DALLAS (CBS11) - Say "cheese" when you board a DART train this summer. The transit agency is adding cameras, with some controversial new technology to follow.
Starting this summer, the transit agency will begin installing cameras inside its 163 trains.
"The camera actually is a manpower modifier," says DART Police Chief James Spiller. "It enhances our manpower. We can't be everywhere."
After a year of high-profile DART crimes, including a stabbing and a sexual assault, it's meant to be a crime deterrent.
DART plans to add facial recognition software. It can cross-reference images of wanted riders with the DART database.
"For those people where we have video shots where they have done something wrong, violated our code of conduct or conducted some type of criminal activity, it will allow us to have a picture of them," says Chief Spiller.

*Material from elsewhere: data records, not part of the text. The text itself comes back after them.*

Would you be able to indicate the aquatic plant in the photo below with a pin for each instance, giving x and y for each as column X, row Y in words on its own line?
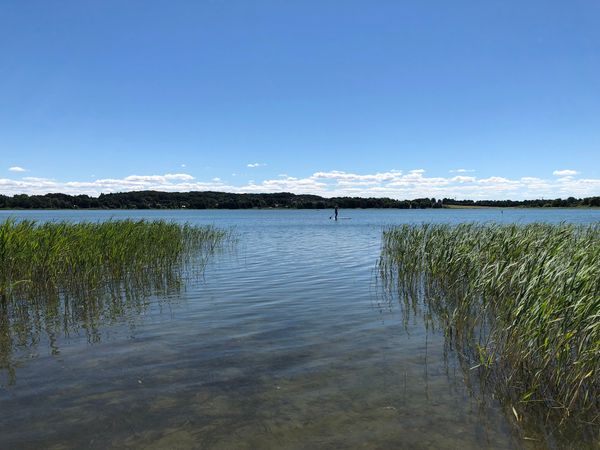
column 520, row 302
column 59, row 277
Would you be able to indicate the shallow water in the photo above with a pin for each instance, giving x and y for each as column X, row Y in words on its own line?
column 285, row 342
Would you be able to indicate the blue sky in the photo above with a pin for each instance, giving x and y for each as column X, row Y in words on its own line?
column 466, row 99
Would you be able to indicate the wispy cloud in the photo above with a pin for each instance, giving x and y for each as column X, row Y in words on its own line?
column 393, row 183
column 565, row 173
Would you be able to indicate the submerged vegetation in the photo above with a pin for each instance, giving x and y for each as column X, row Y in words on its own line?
column 521, row 303
column 60, row 277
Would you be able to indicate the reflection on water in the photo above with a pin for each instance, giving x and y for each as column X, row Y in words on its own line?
column 285, row 343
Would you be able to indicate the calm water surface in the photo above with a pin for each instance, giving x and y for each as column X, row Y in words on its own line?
column 285, row 342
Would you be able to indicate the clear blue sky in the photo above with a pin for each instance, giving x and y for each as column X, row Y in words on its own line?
column 507, row 91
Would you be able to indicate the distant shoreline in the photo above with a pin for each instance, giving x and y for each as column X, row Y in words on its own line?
column 155, row 200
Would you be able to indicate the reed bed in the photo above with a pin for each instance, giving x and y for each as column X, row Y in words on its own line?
column 59, row 277
column 520, row 302
column 70, row 258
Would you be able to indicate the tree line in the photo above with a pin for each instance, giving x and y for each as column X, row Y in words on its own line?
column 224, row 200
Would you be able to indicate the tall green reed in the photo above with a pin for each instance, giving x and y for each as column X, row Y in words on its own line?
column 521, row 302
column 59, row 277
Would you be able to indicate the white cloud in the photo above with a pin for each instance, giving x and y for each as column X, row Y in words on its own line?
column 394, row 183
column 565, row 173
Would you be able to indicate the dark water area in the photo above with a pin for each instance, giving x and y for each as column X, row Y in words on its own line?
column 285, row 341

DART riders we spoke to had mixed feelings about the technology.
"I think it's really cool," says Sarah White. "I think it'll make people think twice about wanting to do anything on there."
"I think using technology to keep people safe is a good idea. It's just I'm not sure about the privacy thing, though," says Mark Peckinpaugh.
Former U.S. Attorney Richard Roper says that's a legitimate concern.
"What is that information being harvested for and where's that information going? Along with, what is the information that they're using to populate the database that they compare?" he asks.
Chief Spiller says they will not keep the images and will only compare to their database. He thinks it will be an exciting and effective use of technology.
"We're hoping to change behavior," he says.
DART will pay $4.8 million for the cameras. They don't yet have the funding for the facial recognition software but plan to have it installed by 2018.
ACLU Senior Policy Analyst Jay Stanley issued a statement to CBS 11 about the facial recognition technology:
"The use of facial recognition technology for general surveillance is inappropriate and invasive, and we should not go down that road. It will turn the surveillance cameras that already record many public locations into intelligent 'watchers' monitoring where we are, when, and who we're with. That is a lot of centralized power to give the authorities, and ultimately, such widespread surveillance will not only lead to abuses but will change the character, feel, and quality of American life."